İnsan olarak kendimize, yani aslında beynimize fazla güveniyoruz, oysa milyarlarca uyaranın ötesinde sayısız belirsizlik, karmaşa, oyun, oyuncu, tuzak dolu bir dünyada çoğu zaman yanıldığımızı anlamaya bile yetmiyor tek ömür.

Bir şeyler yolunda gitmiyor, günlük hayatımızda bir şeylerin eksikliğini, mantıksızlığını, acımasızlığını ya da absürdlüğünü hepimiz hissediyoruz. Peki neden sorusunu pek sormayız da sorunca insanlar neden birbirinden çok farklı, hatta birbiriyle çelişen cevaplar veriyorlar?
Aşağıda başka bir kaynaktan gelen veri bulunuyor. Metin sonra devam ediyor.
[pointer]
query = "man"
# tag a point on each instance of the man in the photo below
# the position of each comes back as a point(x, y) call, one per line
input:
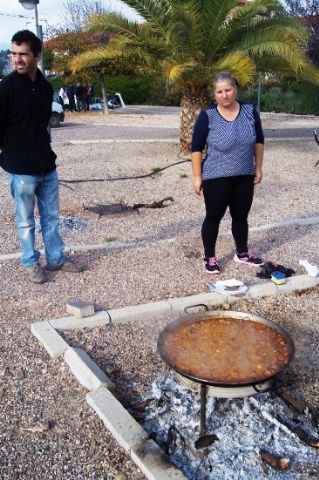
point(27, 157)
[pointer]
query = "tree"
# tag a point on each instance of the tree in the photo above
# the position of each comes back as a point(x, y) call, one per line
point(191, 40)
point(76, 13)
point(309, 11)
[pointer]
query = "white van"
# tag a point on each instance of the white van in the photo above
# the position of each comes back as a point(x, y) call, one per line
point(57, 115)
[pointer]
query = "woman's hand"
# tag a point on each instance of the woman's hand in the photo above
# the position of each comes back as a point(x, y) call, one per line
point(197, 184)
point(258, 176)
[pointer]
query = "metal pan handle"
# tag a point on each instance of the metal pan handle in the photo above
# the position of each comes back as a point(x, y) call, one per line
point(188, 307)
Beynimizin şöyle bir zaafı var. Beyin bünyede yaşanan uyarılmanın kaynağını bulmakta biraz sıkıntı yaşıyor. Öyle ki beklenmedik bir şey olduğunda, beyin suçu hemen yanında kim varsa ona atan haşarı çocuk gibi.

Nisbett ve Schachter (1996) yanlış yüklemeler üzerine bir deney yaptılar. İnsanları iki gruba ayırdılar ve iki gruba da aslında içeriği şekerden farksız ilaçlar verildi. Deney grubuna dediler ki "Bu ilaç bildiğiniz gibi değil, titreme, heyecan, kalp çarpıntısı her şeyi yapar". Kontrol grubuna ise ilacın fiziksel bir etkisi olmadığı söylendi. Sonra her iki gruptaki kişilere acı verici elektrik şoku verildi (tüm psikologların bi elektrik fantazisi var bence:). İlacın kalp çarpıntısı vb yan etkisi olduğunu sanan grup yaşadığı heyecanı ilaca yordu, yani ilacın tepkilerini artıracağı beklentisine girdiklerinden yaşadıkları acıyı olduğundan daha küçük gördüler ve elektrik şokunun o kadar da acı verici olmadığını söylediler. Kontrol grubundaki kişilerse elektrik şokunun gerçekten acı verici olduğunu söylediler ve haklıydılar, onların algısını çarptıracak bir şey yoktu ortada.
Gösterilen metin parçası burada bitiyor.